Başlangıçta HAARP, askeri iletişim ve savunma teknolojileri üzerine araştırmalar için kuruldu. Projenin hedefleri arasında, denizaltılarla iletişim sağlamak, düşük frekanslı sinyaller üretmek ve radar sistemlerini geliştirmek gibi stratejik hedefler vardı.
Özellikle ELF/VLF sinyalleriyle okyanus altındaki denizaltılarla iletişim kurma çabası, HAARP’ı askeri açıdan cazip kılmıştı. Ayrıca iyonosferi değiştirerek radar sinyallerini iyileştirme potansiyeli de orduyu cezbeden unsurlar arasındaydı.
ABD Ordusu neden HAARP’tan vazgeçti?
2014’te ABD Hava Kuvvetleri, HAARP’a olan desteğini çekme kararı aldı. Hava Kuvvetleri yetkilileri, iyonosferle ilgili araştırmalarda artık farklı yönlere yönelmek istediklerini belirtti. Soğuk Savaş dönemindeki stratejik öncelikler değişmişti ve tesisin askeri önemi azalmıştı.
Yeterli finansman sağlanamayınca ordu tesisi kapatmayı planladı. Ancak bilim insanlarının girişimleriyle HAARP, Alaska Fairbanks Üniversitesi’ne devredildi ve böylece tamamen sivil amaçlara yöneldi.
Günümüzde üniversite, tesisi dış kaynaklı projelerle finanse ediyor ve kullanım başına ödeme sistemiyle çalışıyor.
Deprem ışıkları HAARP’la mı ilgili?
Kahramanmaraş depremlerinde olduğu gibi, bazı büyük sarsıntılardan önce gökyüzünde görülen mavi ışıklar HAARP’la ilişkilendiriliyor. Ancak bu tür ışıklar, bilim dünyasında “deprem ışıkları” olarak tanımlanıyor.
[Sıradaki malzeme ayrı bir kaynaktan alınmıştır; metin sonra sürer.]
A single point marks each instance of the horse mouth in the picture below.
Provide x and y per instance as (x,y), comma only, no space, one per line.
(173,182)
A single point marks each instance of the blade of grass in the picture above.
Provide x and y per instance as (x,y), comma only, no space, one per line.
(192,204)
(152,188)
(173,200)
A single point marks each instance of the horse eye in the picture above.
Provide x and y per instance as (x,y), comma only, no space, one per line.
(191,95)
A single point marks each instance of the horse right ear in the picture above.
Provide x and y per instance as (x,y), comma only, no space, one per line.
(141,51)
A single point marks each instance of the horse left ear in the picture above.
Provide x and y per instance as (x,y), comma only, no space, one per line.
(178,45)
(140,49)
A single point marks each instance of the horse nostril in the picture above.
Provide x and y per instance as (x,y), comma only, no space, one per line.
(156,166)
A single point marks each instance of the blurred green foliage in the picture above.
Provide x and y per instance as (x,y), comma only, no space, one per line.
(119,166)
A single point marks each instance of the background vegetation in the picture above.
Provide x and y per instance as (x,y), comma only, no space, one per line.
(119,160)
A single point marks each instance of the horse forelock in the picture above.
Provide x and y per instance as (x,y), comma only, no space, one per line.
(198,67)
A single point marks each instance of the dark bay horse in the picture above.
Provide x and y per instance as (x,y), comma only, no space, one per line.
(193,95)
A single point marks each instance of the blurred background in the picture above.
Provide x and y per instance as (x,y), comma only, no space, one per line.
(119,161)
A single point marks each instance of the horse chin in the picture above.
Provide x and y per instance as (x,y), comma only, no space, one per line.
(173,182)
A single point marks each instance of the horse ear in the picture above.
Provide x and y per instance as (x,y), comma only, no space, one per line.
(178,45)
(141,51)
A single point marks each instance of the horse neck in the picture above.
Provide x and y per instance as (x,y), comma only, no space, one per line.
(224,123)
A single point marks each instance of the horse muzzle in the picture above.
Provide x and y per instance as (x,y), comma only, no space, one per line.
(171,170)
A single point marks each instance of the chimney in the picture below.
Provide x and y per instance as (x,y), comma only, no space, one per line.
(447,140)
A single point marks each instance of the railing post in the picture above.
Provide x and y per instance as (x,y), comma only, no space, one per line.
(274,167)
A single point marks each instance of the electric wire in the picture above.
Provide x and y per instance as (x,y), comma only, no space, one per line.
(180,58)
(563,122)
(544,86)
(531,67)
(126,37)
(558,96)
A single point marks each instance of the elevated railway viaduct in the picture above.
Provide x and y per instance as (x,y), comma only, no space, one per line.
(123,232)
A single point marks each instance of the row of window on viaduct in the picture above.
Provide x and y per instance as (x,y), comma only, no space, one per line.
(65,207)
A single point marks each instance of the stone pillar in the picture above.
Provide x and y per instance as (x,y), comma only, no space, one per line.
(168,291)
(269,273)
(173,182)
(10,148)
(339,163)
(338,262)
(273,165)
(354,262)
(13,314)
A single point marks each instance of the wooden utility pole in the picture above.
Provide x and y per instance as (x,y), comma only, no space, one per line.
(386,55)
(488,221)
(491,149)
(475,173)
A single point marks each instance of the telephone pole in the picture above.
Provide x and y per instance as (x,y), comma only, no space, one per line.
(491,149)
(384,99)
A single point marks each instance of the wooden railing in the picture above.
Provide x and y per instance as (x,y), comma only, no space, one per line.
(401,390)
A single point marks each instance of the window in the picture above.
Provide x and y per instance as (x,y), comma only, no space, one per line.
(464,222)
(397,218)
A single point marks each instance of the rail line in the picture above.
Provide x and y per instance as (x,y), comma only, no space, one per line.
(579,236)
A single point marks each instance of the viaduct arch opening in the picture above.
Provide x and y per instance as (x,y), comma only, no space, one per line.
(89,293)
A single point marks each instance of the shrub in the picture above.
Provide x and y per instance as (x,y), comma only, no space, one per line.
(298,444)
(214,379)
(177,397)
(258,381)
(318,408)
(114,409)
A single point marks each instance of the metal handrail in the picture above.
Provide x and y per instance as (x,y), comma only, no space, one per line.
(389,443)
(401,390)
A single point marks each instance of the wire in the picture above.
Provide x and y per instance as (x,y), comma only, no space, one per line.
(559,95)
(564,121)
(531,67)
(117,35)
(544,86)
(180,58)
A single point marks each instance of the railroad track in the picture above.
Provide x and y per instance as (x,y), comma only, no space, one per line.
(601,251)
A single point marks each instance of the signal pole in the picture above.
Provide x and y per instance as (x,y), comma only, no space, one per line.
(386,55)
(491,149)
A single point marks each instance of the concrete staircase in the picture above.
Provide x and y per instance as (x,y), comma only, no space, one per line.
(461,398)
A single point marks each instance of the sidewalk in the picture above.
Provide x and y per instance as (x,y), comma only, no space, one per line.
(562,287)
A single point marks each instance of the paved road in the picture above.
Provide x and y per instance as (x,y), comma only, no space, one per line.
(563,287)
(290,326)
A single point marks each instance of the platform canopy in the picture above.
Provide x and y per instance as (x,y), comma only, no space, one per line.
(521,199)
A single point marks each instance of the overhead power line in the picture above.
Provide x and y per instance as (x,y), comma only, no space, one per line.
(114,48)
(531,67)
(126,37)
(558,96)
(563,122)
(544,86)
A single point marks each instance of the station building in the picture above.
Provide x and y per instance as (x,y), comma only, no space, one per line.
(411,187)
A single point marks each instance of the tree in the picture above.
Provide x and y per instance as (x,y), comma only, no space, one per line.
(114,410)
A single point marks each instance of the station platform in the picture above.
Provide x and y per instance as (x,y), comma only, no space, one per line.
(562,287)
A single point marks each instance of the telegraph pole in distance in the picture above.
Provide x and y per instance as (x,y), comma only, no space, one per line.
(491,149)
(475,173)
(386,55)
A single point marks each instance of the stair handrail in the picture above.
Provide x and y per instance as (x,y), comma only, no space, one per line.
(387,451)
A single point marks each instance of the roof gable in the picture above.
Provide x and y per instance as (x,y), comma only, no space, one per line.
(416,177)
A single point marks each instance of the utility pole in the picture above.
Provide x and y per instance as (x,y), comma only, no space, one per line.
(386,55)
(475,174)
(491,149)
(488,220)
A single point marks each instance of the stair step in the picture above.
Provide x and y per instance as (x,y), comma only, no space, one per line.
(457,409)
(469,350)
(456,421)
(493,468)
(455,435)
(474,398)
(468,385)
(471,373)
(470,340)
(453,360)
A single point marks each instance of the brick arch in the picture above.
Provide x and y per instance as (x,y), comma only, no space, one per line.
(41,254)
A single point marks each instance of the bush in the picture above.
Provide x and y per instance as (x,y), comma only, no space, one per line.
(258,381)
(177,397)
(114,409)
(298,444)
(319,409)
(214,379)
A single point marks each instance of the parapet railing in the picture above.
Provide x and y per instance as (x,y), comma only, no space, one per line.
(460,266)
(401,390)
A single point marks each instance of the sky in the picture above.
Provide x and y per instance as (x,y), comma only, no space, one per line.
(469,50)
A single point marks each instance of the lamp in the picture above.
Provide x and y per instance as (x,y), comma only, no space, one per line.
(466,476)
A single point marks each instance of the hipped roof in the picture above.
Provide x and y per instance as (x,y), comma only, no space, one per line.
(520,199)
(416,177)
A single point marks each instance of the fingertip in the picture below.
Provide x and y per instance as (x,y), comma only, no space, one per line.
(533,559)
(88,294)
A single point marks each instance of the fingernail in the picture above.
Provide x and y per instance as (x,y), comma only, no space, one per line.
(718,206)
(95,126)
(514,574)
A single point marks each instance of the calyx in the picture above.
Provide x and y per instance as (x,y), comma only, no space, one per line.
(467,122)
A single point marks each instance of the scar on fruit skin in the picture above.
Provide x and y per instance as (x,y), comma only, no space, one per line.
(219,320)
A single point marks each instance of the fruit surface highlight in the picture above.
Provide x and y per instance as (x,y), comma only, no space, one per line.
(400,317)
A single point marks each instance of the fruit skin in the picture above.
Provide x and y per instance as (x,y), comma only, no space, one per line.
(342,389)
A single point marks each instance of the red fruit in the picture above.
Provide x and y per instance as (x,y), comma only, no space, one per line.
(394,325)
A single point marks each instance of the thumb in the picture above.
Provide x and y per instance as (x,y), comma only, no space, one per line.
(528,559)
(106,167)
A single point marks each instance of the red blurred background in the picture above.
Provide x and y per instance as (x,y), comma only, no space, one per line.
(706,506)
TÜBİTAK’ın yayımladığı bir çalışmada, Şili, Yeni Zelanda ve Peru gibi ülkelerde gözlemlenen ışıkların, elektromanyetik radyasyondan çok tektonik hareketlerle ilişkili olduğu vurgulanmıştı. Bu ışıkların kaynağı, yer kabuğundaki hareketlerin oluşturduğu elektriksel yük boşalmaları.
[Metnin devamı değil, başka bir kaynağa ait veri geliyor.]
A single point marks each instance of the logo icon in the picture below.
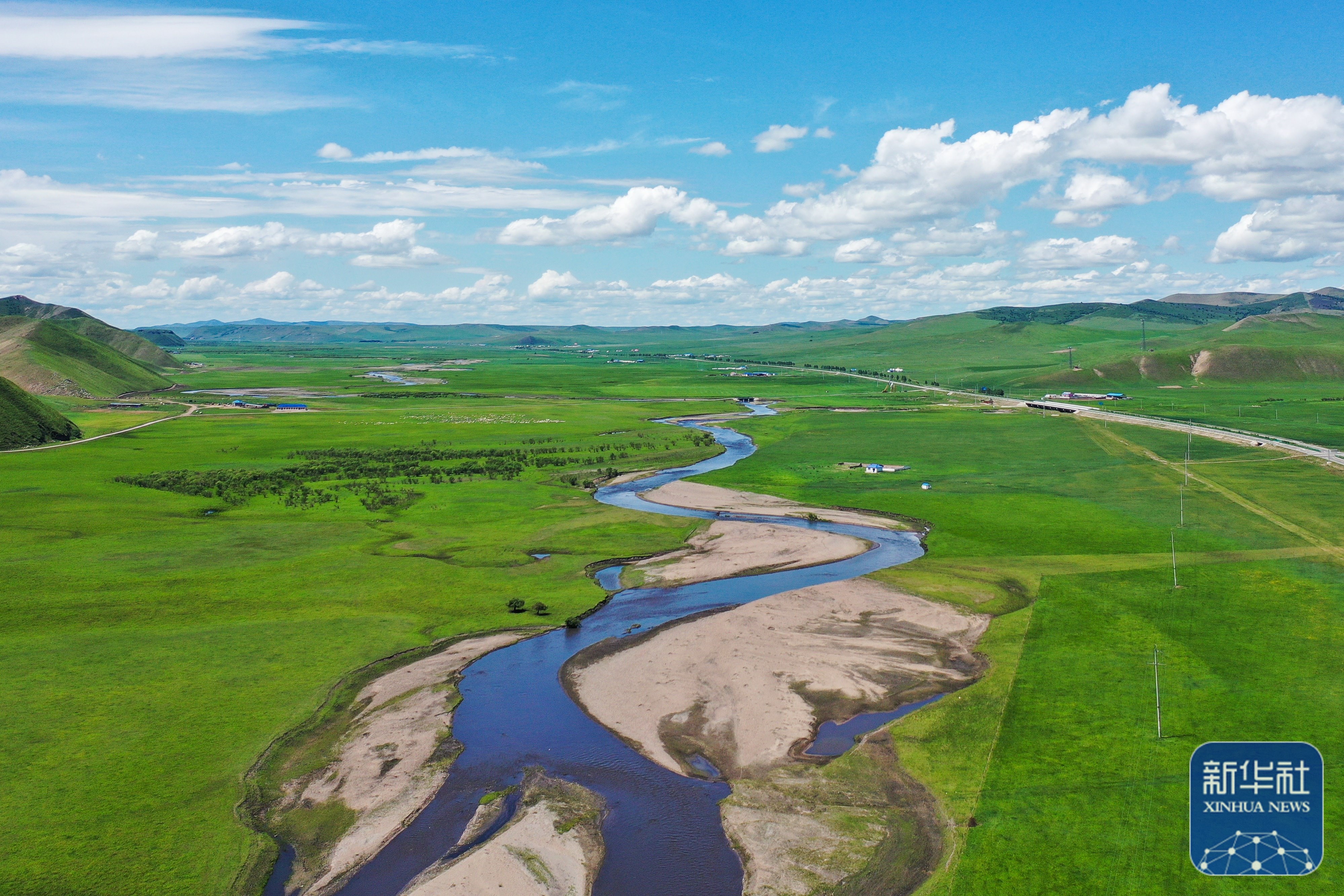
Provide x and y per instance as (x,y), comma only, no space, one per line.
(1256,808)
HAARP depremleri tetikleyebilir mi?
Bazı teorilere göre HAARP, yüksek frekanslı radyo dalgaları ya da lazerler aracılığıyla yer kabuğunu etkileyip depremleri tetikleyebiliyor. Ancak HAARP’ın yaydığı sinyaller, yalnızca iyonosferle etkileşim kurabilecek şekilde tasarlanmıştır.
Bu sinyaller, yerin sadece birkaç metre altına kadar nüfuz edebiliyor. Oysa büyük depremler, genellikle kilometrelerce derinlikteki levha hareketlerinden kaynaklanıyor.
Ayrıca HAARP’ın üretebildiği enerji miktarı, bir depremin açığa çıkardığı enerjiyle kıyaslandığında son derece küçüktür.
Şu ana dek HAARP’ın sinyalleri ile sismik olaylar arasında herhangi bir doğrudan ilişkiyi ortaya koyan bilimsel bir veri bulunmuyor. Depremlerin yapay yollarla tetiklenebileceğini doğrulayan somut bir kanıt da mevcut değil.